Unfortunately, the level of struggle today is low and as the rich get away with squeezing us it seems natural.

We get a growth of scapegoating and other symptoms of hopelessness. Conservatism isn’t automatically damaged by the misery it causes.

While understandable, AC’s blaming of voters is based on the same negative view of people as the Conservatives he opposes.

But history tells us that masses of people can be transformed overnight in struggles which show that solidarity makes far more sense than the Conservative “tuppence half-penny looking down on tuppence” outlook.

The Conservative Government represents the rich, not the mass of those responsible for voting them in.

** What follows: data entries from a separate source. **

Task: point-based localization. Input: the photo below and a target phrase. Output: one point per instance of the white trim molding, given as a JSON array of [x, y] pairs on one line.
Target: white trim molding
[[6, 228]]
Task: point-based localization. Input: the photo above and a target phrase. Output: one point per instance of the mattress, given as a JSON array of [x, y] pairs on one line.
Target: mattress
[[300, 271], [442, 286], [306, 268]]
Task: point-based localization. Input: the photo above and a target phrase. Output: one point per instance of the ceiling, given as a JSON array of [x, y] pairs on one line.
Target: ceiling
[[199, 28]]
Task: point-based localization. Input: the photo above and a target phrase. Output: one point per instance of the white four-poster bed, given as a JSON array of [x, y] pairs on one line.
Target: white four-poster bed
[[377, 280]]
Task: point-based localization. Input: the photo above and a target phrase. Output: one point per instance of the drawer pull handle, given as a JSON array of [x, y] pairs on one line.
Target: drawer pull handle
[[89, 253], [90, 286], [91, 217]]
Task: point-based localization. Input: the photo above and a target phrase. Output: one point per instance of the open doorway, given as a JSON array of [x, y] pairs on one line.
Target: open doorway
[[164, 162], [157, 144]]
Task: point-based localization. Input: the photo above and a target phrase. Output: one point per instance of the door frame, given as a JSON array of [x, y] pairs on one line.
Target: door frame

PETER SMITH, Woodside Avenue, Swindon

Council shells out cash

READING the weekly column by the council leader, it is nice to see how well the council is doing.

He says requests for help to aid the Corn Exchange or the Mechanics’ Institute cannot be done, as they are not owned by the council. I don’t remember this stopping the council giving more than £1m to put a ‘temporary roof’ on the Mechanics or planning to spend £7m on the old Carriage Works, again a building they don’t own, but I am told they are in the process of trying to buy it, so that will be another £5m loan.